Valoración de Torres - García


ensayo de Guillermo de Torre

 

Leyendo hace pocos meses el libro de Michel Seuphor sobre el arte abstracto[1], que no obstante sus insuficiencias viene a ser la primera crónica histórica, si bien no historia crítica, de tal estilo— me asombró advertir el falaz escamoteo de que allí se hacía víctima a Joaquín Torres-García. Apenas si su nombre asoma en una mención incidental; no se reproduce ningún cuadro suyo; se ignoran sus abundantes y fundamentales libros, que tanto han contribuido al esclarecimiento de los actuales problemas artísticos. Ahora bien —y aunque especificar esto parezca una minucia— lo más curioso es que tal ocultación de la obra y la estética de Torres-García, en un libro donde su nombre debiera erigirse a parejo nivel del que ocupa un Kandinsky, quizá no sea consecuencia de una simple amnesia individual. El autor, en las líneas finales donde traza su autobiografía, anota: "Seuphor organiza con Torres-García la primera exposición internacional de arte abstracto, en la Galérie 23, rué de la Boétie 23, Paris, abril de 1930”. ¿Cabe, pues, aunque dicho al desgaire, reconocimiento más explícito del papel desempeñado por el gran pintor uruguayo en la formación o expansión del arte abstracto; de quien fue verdadero promotor de la mentada exposición —según nos consta a quienes estábamos presentes— y de otras muchas iniciativas, ya que Seuphor sólo asumía tareas secundarias? Por si este testimonio efímero no bastara, ahí queda como documento escrito la colección de la revista Cercle et Carré que Torres-García comenzó a publicar en Paris, en 1932, continuó en Montevideo hasta 1943, y que ha sido uno de los órganos iniciales y más característicos del arte no figurativo, después de la holandesa De Stijl, en 1917, y antes de la gran concentración internacional representada por ábstraction, création, art non figuratif, en 1932.
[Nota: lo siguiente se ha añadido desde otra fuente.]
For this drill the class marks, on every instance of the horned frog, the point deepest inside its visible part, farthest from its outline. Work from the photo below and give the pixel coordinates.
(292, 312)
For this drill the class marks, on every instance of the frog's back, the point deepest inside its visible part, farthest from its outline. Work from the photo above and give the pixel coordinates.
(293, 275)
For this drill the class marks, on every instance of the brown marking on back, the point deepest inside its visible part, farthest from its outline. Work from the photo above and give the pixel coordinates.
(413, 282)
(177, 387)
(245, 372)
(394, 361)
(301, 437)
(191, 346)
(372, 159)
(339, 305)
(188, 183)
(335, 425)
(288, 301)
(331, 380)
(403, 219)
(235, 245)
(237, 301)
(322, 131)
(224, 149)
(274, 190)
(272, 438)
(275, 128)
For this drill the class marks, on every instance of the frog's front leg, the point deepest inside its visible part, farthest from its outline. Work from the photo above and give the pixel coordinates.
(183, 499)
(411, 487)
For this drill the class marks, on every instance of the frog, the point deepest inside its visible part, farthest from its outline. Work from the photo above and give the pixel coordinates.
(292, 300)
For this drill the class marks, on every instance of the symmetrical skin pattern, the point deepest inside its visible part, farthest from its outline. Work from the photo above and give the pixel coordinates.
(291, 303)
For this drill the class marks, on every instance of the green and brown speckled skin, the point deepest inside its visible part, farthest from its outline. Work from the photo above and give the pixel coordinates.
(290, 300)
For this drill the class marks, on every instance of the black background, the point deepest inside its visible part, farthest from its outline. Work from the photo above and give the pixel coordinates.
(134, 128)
¿Cómo explicarse, pues, la eliminación de su nombre capital al llegar la hora del recuento antológico? Interpretar cabalmente ese desdén supondría internarse en una zona internacional fronteriza, llena de cepos peligrosos o, al menos, de vericuetos psicológicos. Apuntaré únicamente que ese incriminado desconocimiento u olvido, al igual que otros advertibles cotidianamente, obedece en principio a una peculiar insuficiencia óptica parisina: al hecho de considerar sólo valedero y vigente aquello que les cae parroquialmente más cerca, sin esforzarse en traspasar ninguna frontera. Sistema centrípeto, en contraste con la generosa irradiación centrífuga que todos les prestan; curiosidad alicorta, visión de radio mínimo, ombliguismo: producto paradójico del cruce entre provincialismo y cosmopolitismo. Resulta verdaderamente singular que toda la fuerza expansiva de un medio excepcional haya de aplicarse únicamente a los productos artísticos o intelectuales que allí se moldean, no tanto como se hacen: y que este beneficio nunca alcance a las obras y valores que aún habiendo rozado en cierto momento su meridiano, escapan luego hacia otras latitudes. Así Torres-García —quien, por cierto, no dejó de intuir muy bien este fenómeno[2] —, pudo contar como uno de los iniciadores y maestros indudables del arte abstracto o no figurativo, mientras permaneció en París; y no tanto por las excelencias de su obra, reconocidas o ignoradas, sino por el mero hecho de su presencia personal. Mas en cuanto llegó a Montevideo, su país natal, es decir, desde 1934, dejó de existir para los compiladores de historias amañadas.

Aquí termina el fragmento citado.